Find the equation to the tangent and normal
at the point `(1, (4)/(3))` of the ellipse ` 4 x^(2) + 9y^(2) = 20`

To find the equations of the tangent and normal at the point \((1, \frac{4}{3})\) of the ellipse given by \(4x^2 + 9y^2 = 20\), we can follow these steps: ### Step 1: Rewrite the equation of the ellipse in standard form We start with the equation of the ellipse: \[ 4x^2 + 9y^2 = 20 \] To convert it to standard form, divide both sides by 20: \[ \frac{x^2}{5} + \frac{y^2}{\frac{20}{9}} = 1 \] This gives us the standard form of the ellipse: \[ \frac{x^2}{5} + \frac{y^2}{\frac{20}{9}} = 1 \] Here, \(a^2 = 5\) and \(b^2 = \frac{20}{9}\). ### Step 2: Identify the coordinates of the point on the ellipse The point given is \((1, \frac{4}{3})\).
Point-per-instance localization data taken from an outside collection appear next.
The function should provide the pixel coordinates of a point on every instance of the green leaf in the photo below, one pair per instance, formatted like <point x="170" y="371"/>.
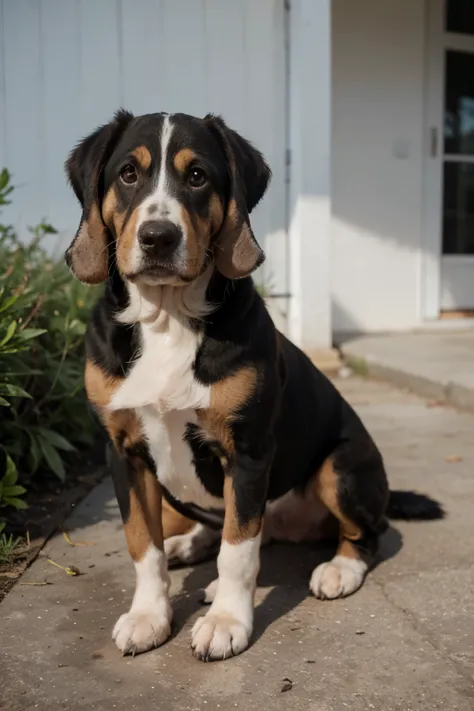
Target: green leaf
<point x="4" y="178"/>
<point x="53" y="459"/>
<point x="29" y="333"/>
<point x="56" y="439"/>
<point x="9" y="302"/>
<point x="16" y="503"/>
<point x="13" y="390"/>
<point x="35" y="453"/>
<point x="9" y="334"/>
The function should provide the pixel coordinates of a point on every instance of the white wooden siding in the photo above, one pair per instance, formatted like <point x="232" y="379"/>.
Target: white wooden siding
<point x="67" y="65"/>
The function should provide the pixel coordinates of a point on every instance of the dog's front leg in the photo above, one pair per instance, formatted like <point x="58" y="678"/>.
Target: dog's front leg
<point x="148" y="622"/>
<point x="227" y="627"/>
We will use this point to find the equations of the tangent and normal. ### Step 3: Use the formula for the tangent line at a point on the ellipse The general equation of the tangent line to the ellipse at the point \((x_1, y_1)\) is given by: \[ \frac{xx_1}{a^2} + \frac{yy_1}{b^2} = 1 \] Substituting \(x_1 = 1\), \(y_1 = \frac{4}{3}\), \(a^2 = 5\), and \(b^2 = \frac{20}{9}\): \[ \frac{x \cdot 1}{5} + \frac{y \cdot \frac{4}{3}}{\frac{20}{9}} = 1 \] This simplifies to: \[ \frac{x}{5} + \frac{4y}{3} \cdot \frac{9}{20} = 1 \] \[ \frac{x}{5} + \frac{3y}{5} = 1 \] Multiplying through by 5 to eliminate the denominators: \[ x + 3y = 5 \] Thus, the equation of the tangent line is: \[ \boxed{x + 3y = 5} \] ### Step 4: Use the formula for the normal line at a point on the ellipse The general equation of the normal line to the ellipse at the point \((x_1, y_1)\) is given by: \[ a^2 \frac{x}{x_1} - b^2 \frac{y}{y_1} = a^2 - b^2 \] Substituting \(x_1 = 1\), \(y_1 = \frac{4}{3}\), \(a^2 = 5\), and \(b^2 = \frac{20}{9}\): \[ 5 \cdot \frac{x}{1} - \frac{20}{9} \cdot \frac{y}{\frac{4}{3}} = 5 - \frac{20}{9} \] This simplifies to: \[ 5x - \frac{20y}{12} = 5 - \frac{20}{9} \] \[ 5x - \frac{5y}{3} = 5 - \frac{20}{9} \] To simplify \(5 - \frac{20}{9}\), we convert 5 to a fraction: \[ 5 = \frac{45}{9} \Rightarrow \frac{45}{9} - \frac{20}{9} = \frac{25}{9} \] Thus, we have: \[ 5x - \frac{5y}{3} = \frac{25}{9} \] Multiplying through by 9 to eliminate the fraction: \[ 45x - 15y = 25 \] Rearranging gives us: \[ 15y = 45x - 25 \] Dividing through by 5: \[ 3y = 9x - 5 \] Thus, the equation of the normal line is: \[ \boxed{3y = 9x - 5} \]